Monday, January 09, 2012

What is Handmade?

Nope, not the age old debate about "my handmade is more handmade than yours", but a deeper look into what it means to me and my view on society's take on it.

Recently, the topic of 'resellers' invading the handmade artisan community has come to point where some of us feel that something needs to be done about it.

What is a reseller?  well, generally speaking, just about any store you can think of is a reseller.  They buy inventory from a wholesale source and resell it to the public.  In and of itself, it's not a bad thing.  It's the way commerce works.  From Wal-Mart to Macy's virtually everything comes from a factory of some sort and is produced in mass quantities.  Some things carry a 'handmade' label, such as embroidered slippers from Indonesia.  We're not talking a few women in their homes, we're talking whole villages of people cranking out X number of items per day. Their weekly salary is often less than our hourly minimum wage.  The conditions are not always sanitary or safe, and very often young children have to work under these conditions in order for a family to make ends meet.

I don't tell you this to get you riled up, or start a movement to boycott these products or companies, but to point out the different definitions of handmade.
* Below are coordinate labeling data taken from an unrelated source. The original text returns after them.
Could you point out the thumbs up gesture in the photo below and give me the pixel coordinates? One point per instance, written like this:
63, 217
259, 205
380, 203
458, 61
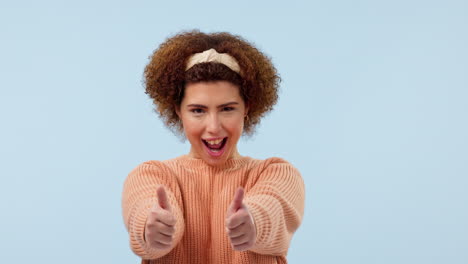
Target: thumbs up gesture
160, 224
240, 226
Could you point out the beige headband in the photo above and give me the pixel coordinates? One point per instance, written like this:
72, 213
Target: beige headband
212, 55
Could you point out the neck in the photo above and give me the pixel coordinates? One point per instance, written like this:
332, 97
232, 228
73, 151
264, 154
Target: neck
234, 155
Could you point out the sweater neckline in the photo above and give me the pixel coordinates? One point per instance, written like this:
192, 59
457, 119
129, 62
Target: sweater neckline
188, 161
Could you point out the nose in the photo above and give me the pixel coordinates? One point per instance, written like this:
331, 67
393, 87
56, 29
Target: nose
213, 125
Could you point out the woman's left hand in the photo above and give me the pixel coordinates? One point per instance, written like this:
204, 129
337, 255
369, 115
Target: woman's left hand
240, 226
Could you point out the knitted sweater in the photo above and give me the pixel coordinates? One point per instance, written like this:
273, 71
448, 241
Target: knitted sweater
199, 196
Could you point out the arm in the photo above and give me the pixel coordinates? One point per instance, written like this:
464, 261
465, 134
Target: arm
138, 198
276, 202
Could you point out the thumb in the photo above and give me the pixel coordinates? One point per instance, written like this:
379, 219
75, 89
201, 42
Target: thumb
162, 198
237, 201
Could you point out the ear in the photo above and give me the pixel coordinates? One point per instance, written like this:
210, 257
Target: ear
177, 108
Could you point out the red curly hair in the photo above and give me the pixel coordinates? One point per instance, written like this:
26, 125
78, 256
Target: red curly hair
165, 76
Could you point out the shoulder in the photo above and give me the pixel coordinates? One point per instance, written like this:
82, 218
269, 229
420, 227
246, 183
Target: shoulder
151, 169
276, 163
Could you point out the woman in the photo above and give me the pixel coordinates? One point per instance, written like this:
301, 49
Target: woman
212, 205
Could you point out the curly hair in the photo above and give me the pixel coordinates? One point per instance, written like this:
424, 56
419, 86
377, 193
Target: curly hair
165, 76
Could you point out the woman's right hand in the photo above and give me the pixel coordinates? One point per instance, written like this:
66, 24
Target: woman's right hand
160, 224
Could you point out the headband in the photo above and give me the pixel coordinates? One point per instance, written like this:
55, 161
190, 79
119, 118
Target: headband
212, 55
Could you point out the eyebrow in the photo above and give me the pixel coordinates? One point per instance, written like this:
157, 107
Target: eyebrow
219, 106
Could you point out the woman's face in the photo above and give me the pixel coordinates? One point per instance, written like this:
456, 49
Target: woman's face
212, 115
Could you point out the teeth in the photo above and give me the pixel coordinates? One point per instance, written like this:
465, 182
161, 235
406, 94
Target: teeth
213, 142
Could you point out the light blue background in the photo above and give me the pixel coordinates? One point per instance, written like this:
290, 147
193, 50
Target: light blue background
373, 111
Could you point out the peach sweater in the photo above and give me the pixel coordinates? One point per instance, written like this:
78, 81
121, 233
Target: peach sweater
199, 196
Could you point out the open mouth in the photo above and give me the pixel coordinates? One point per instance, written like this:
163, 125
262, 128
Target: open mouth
215, 148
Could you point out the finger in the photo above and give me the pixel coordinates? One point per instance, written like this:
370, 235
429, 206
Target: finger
237, 201
237, 241
166, 218
236, 220
165, 229
162, 198
160, 245
235, 232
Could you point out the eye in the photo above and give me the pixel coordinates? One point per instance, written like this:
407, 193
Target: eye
228, 108
197, 111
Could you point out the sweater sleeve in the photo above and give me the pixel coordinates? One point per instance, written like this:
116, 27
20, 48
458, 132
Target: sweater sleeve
139, 196
276, 202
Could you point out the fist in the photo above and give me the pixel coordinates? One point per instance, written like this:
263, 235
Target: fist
240, 226
160, 224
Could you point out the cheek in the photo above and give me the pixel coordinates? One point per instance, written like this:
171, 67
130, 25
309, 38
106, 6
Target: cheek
236, 125
192, 128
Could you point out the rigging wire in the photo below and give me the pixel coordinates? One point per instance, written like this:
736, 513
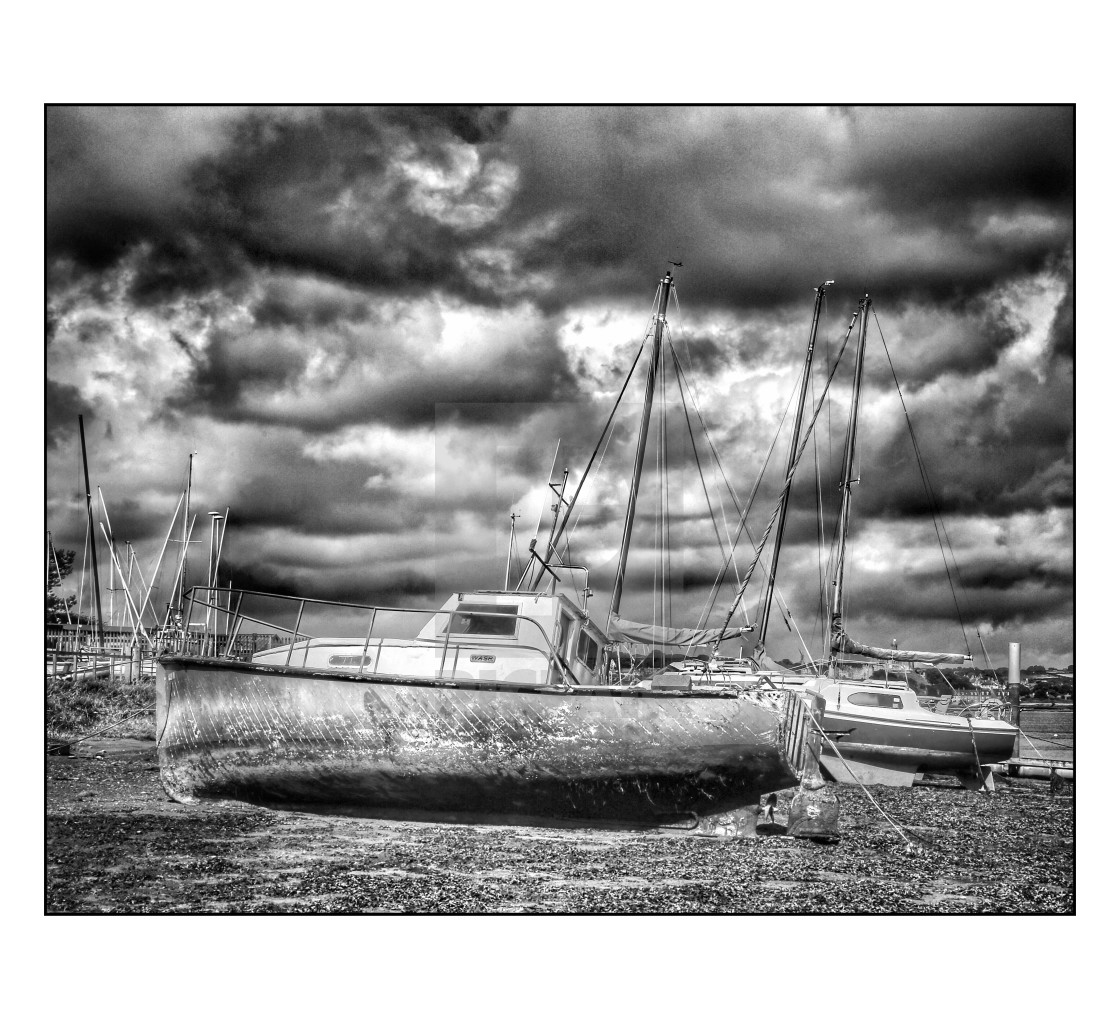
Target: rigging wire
793, 467
931, 496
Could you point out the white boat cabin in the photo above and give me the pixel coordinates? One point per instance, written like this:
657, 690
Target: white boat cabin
488, 635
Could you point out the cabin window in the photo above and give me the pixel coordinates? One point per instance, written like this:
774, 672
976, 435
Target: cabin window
566, 623
485, 620
876, 699
588, 650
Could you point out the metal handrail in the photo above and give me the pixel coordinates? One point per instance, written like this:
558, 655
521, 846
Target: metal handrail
197, 598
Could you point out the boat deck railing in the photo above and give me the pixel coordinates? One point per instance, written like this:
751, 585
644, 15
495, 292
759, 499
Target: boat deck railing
216, 617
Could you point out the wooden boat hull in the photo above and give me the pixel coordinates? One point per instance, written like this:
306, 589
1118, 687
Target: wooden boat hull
281, 735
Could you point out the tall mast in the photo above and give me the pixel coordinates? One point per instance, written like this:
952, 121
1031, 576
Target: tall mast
509, 554
849, 467
89, 514
616, 596
186, 517
790, 464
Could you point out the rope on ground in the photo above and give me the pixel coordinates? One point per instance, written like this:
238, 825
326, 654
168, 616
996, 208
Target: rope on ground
120, 721
902, 829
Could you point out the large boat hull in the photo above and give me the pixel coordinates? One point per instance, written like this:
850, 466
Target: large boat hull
278, 735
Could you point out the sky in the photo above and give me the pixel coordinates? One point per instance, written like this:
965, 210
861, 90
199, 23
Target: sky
372, 327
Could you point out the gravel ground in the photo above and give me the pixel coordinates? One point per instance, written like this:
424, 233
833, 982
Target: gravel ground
117, 844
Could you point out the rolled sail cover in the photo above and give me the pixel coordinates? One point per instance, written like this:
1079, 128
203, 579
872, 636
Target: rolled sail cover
842, 643
658, 635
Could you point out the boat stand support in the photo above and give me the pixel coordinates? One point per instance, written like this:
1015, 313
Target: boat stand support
982, 780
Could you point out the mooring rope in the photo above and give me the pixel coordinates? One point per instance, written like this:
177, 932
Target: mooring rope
899, 828
1043, 737
103, 728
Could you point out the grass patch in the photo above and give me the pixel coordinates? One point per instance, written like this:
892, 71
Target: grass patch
76, 707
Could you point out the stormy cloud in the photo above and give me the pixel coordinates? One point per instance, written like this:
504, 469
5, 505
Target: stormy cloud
372, 326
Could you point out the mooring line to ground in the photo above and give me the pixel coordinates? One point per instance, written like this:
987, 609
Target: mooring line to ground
1027, 736
902, 829
120, 721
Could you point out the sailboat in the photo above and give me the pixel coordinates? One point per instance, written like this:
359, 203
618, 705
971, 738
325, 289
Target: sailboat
877, 732
498, 703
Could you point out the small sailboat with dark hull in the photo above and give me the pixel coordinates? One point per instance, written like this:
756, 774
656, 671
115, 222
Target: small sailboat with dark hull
877, 731
497, 704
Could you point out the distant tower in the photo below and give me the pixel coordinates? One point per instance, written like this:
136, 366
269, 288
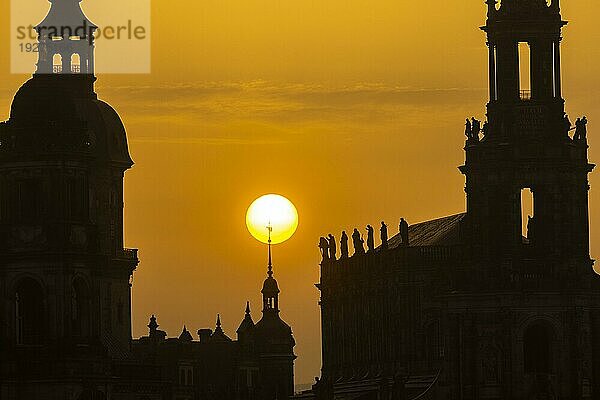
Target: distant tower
527, 143
545, 329
274, 344
66, 40
64, 273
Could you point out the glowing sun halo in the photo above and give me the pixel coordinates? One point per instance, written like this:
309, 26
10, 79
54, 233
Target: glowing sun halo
275, 210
Recently, within the last 5-6 years the "Handmade Movement" emerged onto the scene.  It really isn't such a new concept, lots of people have been making their own clothes and their children's for many years.  People have been raising livestock such as sheep, rabbits, llamas and alpacas for their fiber for commercial purposes for hundreds of years, many of them kept a portion for their own use to spin into fiber and then construct into garments for their friends and family and to sell to local folks.  Co-ops where groups of people grow their own fruits, vegetables, grain and meat to trade, barter or sell.

Craft shows and flea markets have been around forever, where people make and sell their own furniture, soaps, clothing, accessories, jewelry, as well as items they've collected over the years.

To those who don't belong to this segment of society, handmade is a novelty, or a completely unknown concept.  With the introduction of the internet, handmade has gotten a lot more attention, mostly by other crafters as they can now gather from across the world and converse with others who share their handmade ethos.  They can gather in virtual markets and sell their wares.  Undoubtedly, this is the largest market for handmade products, as very few can fully appreciate the time, skill and quality of handmade like another crafter or artisan.  The added exposure has increased awareness, certainly, but I think it's still a novelty or an unknown to the general masses.

Education has helped, but education is a double edged sword.  It might convert a few non cratty types to appreciate and purchase handmade products, but it also gives the do-it-yourselfer the means to try their hand at crafting and selling.  I think the crafting pool has grown larger, faster than the buying pool.  And then there's that reseller issue.  Finding a formerly untapped market, resellers begin to label their things as handmade, and due to their lower prices, sometimes lower quality, and their ability to flood the market with their mass produced goods, it is squeezing the crafters and artisans out of their market.  Now we're faced with what to do about it.

It's pretty obvious that we're never going to escape the resellers, they will encroach on every market they can, using whatever tactics they have to in order to compete with us.  It's a dilemma that handmade marketplaces are now facing.  It's not just that resellers are encroaching on our territory, but that they are misrepresenting their items as handmade when they're not, undercutting our prices, copying our pictures to represent their items and often duplicating the exact items of some handcrafters.  I think most of us can accept competition when both sides play fairly, but not when one side cheats. 

It not only hurts us by taking away business, but the deception to the customer is just as serious.  Certainly there are people who don't really care whether or not something is handmade, as long as it's what they want at the price they want to pay.  That's fine, commercial items have their place and their market.  But what about the person who wants to support handmade and they are fooled into thinking that they are purchasing a handmade item only to find out it is mass produced in another country?  How do we protect them?  How do we educate them before they make that purchase?  And if they are fooled, how do we repair the lost trust?

There aren't really any magic solutions to this problem, it will be an ongoing project for us to educate the buying public.  And there will always be those who don't care.

If I can enlighten one person, or give them pause, or encourage them to be a more informed consumer, then I have done my job.  It's more than I expect, but everything I hope for.

1 comment:

cctexan3 said...

I forone, Love the handmade movement and am proud to be part of it. I buy handmade whenever possible because I know the sellers, and I feel I am getting a quality product without the "factory " feel. I support the Arts!